Nope. I put my poor, unemployed ass out there for all to see. (So to speak.)
16. Does your family read your blog?
Just Clint. I don’t care if they do, they just don’t know (or care) about it.
17. How old is your blog?
In blog years, almost 8. In human years, she will celebrate her 1 year birthday on July 5th.
18. Do you get more than 1000 page views per day? Do you care?
I SO don’t look at my own page 1000 times a day. That’s insane. Oh. What? You mean do I get other people looking at it that often? I dunno. You tell me how often you come here and we’ll do the math.
19. Do you have another secret blog in which you write about being depressed, slutty, or a liar?
Nope. I can be a depressed, slutty liar right here, baby.
20. Have you ever given another blogger money for his/her writing?
Uhh, no. Does that make me a bad person? Is that like not tipping your server? Crap. Thanks for the guilt, buddy.
21. Do you report the money you earn from your blog on your taxes?
My what from my where? How the hell did I miss out on this “getting paid to blog” deal??!! I want in on that . Anyone? Anyone?
22. Is blogging narcissistic?
Nope. It just all about me.
I write because I love to write. If you read, I so love that. If you don’t, well, I write because I love to write. (The instant feedback–good or bad–helps me get a sense of what people like, though.)

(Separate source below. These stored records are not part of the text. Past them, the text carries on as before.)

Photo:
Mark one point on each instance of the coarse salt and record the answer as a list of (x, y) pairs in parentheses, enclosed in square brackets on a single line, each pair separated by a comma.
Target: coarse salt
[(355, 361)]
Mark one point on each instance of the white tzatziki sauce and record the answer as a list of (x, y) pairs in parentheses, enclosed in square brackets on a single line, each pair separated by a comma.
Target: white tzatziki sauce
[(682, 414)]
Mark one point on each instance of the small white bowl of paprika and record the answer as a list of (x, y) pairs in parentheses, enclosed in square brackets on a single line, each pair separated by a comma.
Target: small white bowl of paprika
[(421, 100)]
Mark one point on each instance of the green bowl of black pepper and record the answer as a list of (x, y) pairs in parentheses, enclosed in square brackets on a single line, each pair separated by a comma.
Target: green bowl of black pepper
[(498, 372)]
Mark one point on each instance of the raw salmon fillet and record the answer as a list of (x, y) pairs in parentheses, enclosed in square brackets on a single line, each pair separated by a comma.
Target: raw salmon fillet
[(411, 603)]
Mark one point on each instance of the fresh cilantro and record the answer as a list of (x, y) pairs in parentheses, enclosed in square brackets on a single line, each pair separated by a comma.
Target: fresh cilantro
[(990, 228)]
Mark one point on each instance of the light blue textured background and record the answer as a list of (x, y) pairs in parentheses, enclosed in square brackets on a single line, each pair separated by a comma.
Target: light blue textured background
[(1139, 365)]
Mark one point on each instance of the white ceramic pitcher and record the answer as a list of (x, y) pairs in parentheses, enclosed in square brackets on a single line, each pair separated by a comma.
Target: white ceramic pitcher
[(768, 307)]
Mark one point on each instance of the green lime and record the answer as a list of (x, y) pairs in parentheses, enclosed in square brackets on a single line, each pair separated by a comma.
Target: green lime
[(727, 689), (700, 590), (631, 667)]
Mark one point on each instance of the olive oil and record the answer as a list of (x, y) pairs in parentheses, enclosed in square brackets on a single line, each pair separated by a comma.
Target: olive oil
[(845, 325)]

23. Do you feel guilty when you don’t post for a long time?
Not really. Okay, sometimes. Yes. So what? Not because I think anyone at all is out there missing it,but because I promised myself I would write everyday to make it a habit while I am writing my book. So, guilt…yes. But not for the reasons you may be asking.
24. Do you like John Mayer?
Is he related to Oscar Meyer? Because he is a real weinee!
25. Do you have enemies?
Well, it depends on whether or not you are counting the National and local PTA’s. If not, not any that I know of. If so, don’t tell me. It’ll make me cry. Or piss me off. Neither is pretty.
26. Are you lonely?
In a house with 3 kids on summer break? HAHAHAHAHAH HEHEHEHE HAHAHAHAHA Oh.My.God. That is hysterical. Lonely? I long for lonely.
27. Why bother?
Because it is there and because I can.